25 Oktober 2010 - 20:30

Der Führende nimmt in der Islamischen Republik Iran das höchste Amt ein und steht eng im Bündnis mit der Bevölkerung. Dies wird bei den Treffen und den Reisen Ajatollah Khameneis an verschiedene Orte Irans spürbar.

Die jüngste Reise des Revolutionsoberhauptes führte ihn in die Pilgerstadt Qom. Diese Reise  ist aus verschiedener Hinsicht von besonderer Bedeutung.

In dieser religiösen Stadt befindet sich das Qomer Theologiezentrum, welches mit den Worten Ajatollah Khameneis der Ausgangspunkt der Islamischen Revolution ist. Imam Chomeini der verstorbene Begründer der Islamischen Revolution hat seinen Aufstand von dieser Stadt aus begonnen. Die wichtigen Treffen der renommierten Gelehrten und religionsrechtlichen Vorbilder des Qumer Theologiezentrums mit dem Oberhaupt der Islamischen Revolution haben diese Reise noch bedeutsamer gemacht.

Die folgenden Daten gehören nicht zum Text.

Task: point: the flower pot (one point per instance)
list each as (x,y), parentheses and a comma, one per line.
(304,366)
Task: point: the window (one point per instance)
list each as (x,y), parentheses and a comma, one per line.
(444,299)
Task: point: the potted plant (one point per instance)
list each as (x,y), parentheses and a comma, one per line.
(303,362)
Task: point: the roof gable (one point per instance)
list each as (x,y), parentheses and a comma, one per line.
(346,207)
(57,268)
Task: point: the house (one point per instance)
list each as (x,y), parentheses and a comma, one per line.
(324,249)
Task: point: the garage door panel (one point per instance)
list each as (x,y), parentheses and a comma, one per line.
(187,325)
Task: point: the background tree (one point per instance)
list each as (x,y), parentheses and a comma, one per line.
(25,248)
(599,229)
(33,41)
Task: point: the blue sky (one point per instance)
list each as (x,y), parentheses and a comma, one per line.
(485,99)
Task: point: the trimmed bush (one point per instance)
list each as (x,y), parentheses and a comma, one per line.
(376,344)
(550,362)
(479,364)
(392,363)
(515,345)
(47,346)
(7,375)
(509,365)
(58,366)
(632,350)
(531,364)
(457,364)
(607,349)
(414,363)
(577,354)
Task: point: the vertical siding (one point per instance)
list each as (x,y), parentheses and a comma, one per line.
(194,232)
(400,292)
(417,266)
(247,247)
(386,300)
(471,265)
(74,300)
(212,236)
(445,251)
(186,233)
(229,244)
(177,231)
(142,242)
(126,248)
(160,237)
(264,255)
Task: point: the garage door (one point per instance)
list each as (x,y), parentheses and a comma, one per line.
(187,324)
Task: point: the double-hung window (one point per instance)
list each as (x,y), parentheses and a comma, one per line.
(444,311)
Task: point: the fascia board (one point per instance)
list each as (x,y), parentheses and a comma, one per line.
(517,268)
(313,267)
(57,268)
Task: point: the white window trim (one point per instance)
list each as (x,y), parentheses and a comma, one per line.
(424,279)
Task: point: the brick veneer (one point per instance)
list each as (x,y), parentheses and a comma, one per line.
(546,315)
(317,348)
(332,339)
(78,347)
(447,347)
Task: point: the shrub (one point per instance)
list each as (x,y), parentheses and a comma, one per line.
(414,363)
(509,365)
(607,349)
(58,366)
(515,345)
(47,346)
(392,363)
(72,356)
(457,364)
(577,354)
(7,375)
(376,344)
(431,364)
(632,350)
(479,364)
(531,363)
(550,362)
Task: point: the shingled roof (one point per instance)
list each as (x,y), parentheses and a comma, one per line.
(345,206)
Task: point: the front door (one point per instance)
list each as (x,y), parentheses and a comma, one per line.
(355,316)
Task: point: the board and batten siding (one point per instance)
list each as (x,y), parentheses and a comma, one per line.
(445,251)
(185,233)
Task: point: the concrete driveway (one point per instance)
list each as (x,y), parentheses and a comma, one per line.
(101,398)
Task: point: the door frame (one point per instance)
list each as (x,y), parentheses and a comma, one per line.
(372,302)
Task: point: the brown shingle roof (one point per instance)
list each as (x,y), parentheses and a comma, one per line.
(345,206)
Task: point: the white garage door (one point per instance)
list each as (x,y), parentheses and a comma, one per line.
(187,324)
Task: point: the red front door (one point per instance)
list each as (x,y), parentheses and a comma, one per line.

 In Qom stehen sowohl Begegnungen mit der Bevölkerung als auch Treffen mit den Gelehrten für Ajatollah Khamenei auf dem Programm. Bei allen Treffen, bei denen er entsprechend seinen Zuhörern besondere Ratschläge gab, hat das Oberhaupt der Islamischen Revolution die Bedeutung der Stadt Qom hervorgehoben. In Qom steht die Heilige Grabstätte eines Nachkommens des Propheten des Islams, der Schwester Imam Resas, Fatima Masuma  aleiha salam. Jährlich kommen Tausende von Pilgern aus dem Iran und auch aus anderen Teilen der Welt an die Grabstätte dieser edlen Dame des Islams.  Außerdem ist Qom auch die Heimat des größten Theologiezentrums.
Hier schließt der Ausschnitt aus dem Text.